In Wytches, we find a strong emotional core for the story in the form of the relationship between Sailor and her dad, Charlie. Motivated by feelings of guilt due to his previous struggles with alcohol, Charlie is a guy who is trying his best to make up for his past shitty parenting. Sailor understands this but is wrestling with resentment towards her father, not to mention her own problems in the form of her deep-seeded anxiety issues. Together, these dynamics make for a wholly believable father-daughter relationship, one lacking the clichéd tendencies we so often see. They also illustrate the main theme of Wytches, which is the facing of one’s inner demons and the ability in each of us to achieve our own redemption.
Wytches is not without a few warts (please don’t hit me), mostly in the way of its pacing. There are times when you get the sense that more time has passed than what’s been represented; we’re made to understand that the wytches have been breaking down Sailor’s already fragile psyche over the course of a few weeks but we barely see any instances of it other than the initial attacks. The same goes for the crumbling of the Rooks family itself. Obviously they’re in rebuild mode already when we first meet them, but it feels like they go from bright and cheery to the verge of shattering altogether in the span of a couple pages.

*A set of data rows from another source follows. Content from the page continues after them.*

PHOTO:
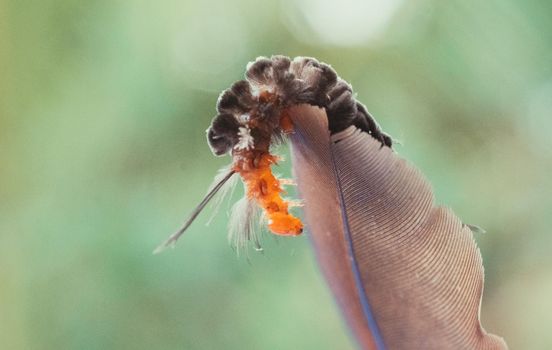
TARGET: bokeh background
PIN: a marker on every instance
(103, 107)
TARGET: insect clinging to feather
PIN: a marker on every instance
(253, 115)
(406, 273)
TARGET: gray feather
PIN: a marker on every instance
(407, 274)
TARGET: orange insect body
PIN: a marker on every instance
(263, 187)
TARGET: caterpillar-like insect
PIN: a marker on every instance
(406, 273)
(253, 115)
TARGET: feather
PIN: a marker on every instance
(406, 274)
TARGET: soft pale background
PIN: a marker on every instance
(103, 107)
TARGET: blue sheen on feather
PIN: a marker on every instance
(366, 309)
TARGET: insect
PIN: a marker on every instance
(406, 273)
(252, 117)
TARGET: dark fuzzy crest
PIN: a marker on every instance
(292, 82)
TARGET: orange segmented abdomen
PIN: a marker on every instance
(265, 189)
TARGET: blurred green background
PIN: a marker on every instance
(103, 107)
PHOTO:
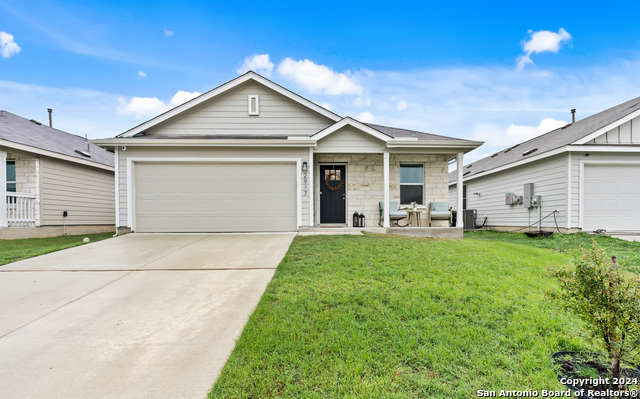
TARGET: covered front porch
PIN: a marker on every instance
(358, 191)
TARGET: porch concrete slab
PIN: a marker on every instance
(226, 251)
(128, 252)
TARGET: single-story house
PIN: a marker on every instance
(588, 171)
(52, 182)
(251, 155)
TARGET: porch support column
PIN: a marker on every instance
(459, 185)
(311, 191)
(385, 157)
(3, 189)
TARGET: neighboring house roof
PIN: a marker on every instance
(24, 132)
(571, 134)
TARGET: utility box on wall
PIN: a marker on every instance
(528, 195)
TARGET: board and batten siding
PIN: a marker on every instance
(350, 140)
(195, 153)
(578, 157)
(86, 193)
(549, 180)
(228, 114)
(627, 133)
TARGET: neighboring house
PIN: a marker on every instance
(45, 174)
(589, 171)
(251, 155)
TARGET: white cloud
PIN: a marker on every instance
(362, 102)
(259, 63)
(8, 47)
(519, 133)
(540, 42)
(365, 117)
(318, 78)
(182, 97)
(146, 107)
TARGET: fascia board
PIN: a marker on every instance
(606, 128)
(51, 154)
(134, 142)
(223, 88)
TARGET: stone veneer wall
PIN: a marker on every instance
(28, 178)
(365, 186)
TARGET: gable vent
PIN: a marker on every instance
(254, 104)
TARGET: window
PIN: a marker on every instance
(11, 176)
(254, 104)
(411, 184)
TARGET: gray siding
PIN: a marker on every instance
(203, 152)
(350, 140)
(549, 178)
(627, 133)
(86, 193)
(228, 114)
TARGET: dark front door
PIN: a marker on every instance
(332, 193)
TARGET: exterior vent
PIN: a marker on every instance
(83, 153)
(254, 104)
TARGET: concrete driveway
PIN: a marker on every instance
(137, 316)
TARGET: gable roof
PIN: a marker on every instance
(575, 133)
(18, 132)
(222, 89)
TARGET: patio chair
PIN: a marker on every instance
(395, 213)
(439, 210)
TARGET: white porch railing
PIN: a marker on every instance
(20, 210)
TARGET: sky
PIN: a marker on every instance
(499, 72)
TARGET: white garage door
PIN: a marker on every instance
(215, 197)
(611, 197)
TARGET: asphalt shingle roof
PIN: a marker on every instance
(19, 130)
(400, 133)
(550, 141)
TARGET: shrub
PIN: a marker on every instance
(606, 298)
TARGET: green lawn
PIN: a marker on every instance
(397, 317)
(14, 250)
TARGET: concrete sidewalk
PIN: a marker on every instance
(135, 316)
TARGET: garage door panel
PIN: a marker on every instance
(610, 197)
(212, 197)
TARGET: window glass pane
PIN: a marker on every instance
(11, 170)
(409, 194)
(411, 174)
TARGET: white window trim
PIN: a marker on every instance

Whatever problems Wytches suffers from are barely visible, though, thanks to the overall strength of the world Snyder and Jock create. Their take on the title villain keeps them rooted in some of the iconic symbols of the witch’s mythology (the cauldron, the cooking and eating of children) while also taking them into a territory that is wholly unique. Wytches are less the classical “Devil’s bride” and more a terrible side-evolution of humanity. They “formed apart from us, in the ground” says one character, describing them as abominations that represent the very worst of humanity’s mindless cruelty and selfishness. They’re cunning predators who know the dark regions of a man or woman’s soul, and are masterful in their ability to manipulate that dark side for their own gains.
Illustrating these monstrosities beautifully is Jock’s artwork, the perfect backdrop to Snyder’s dark narrative. In its creepiest moments, there is a primal feel to his work, a seamless representation of the ancient animalistic beasts we meet in the series. He also captures the softer moments wonderfully, giving Wytches’ quieter moments a level of tender realism that other artists might have missed. Overall, it is a joy to watch him and Snyder work together, because they represent the potential for great storytelling that comics have.
Featuring terrifying visuals and an engrossing story that’s equal parts touching and horrifying, volume one of Wytches is a solid and ambitious beginning to a horror series all fright fans should sink their teeth into.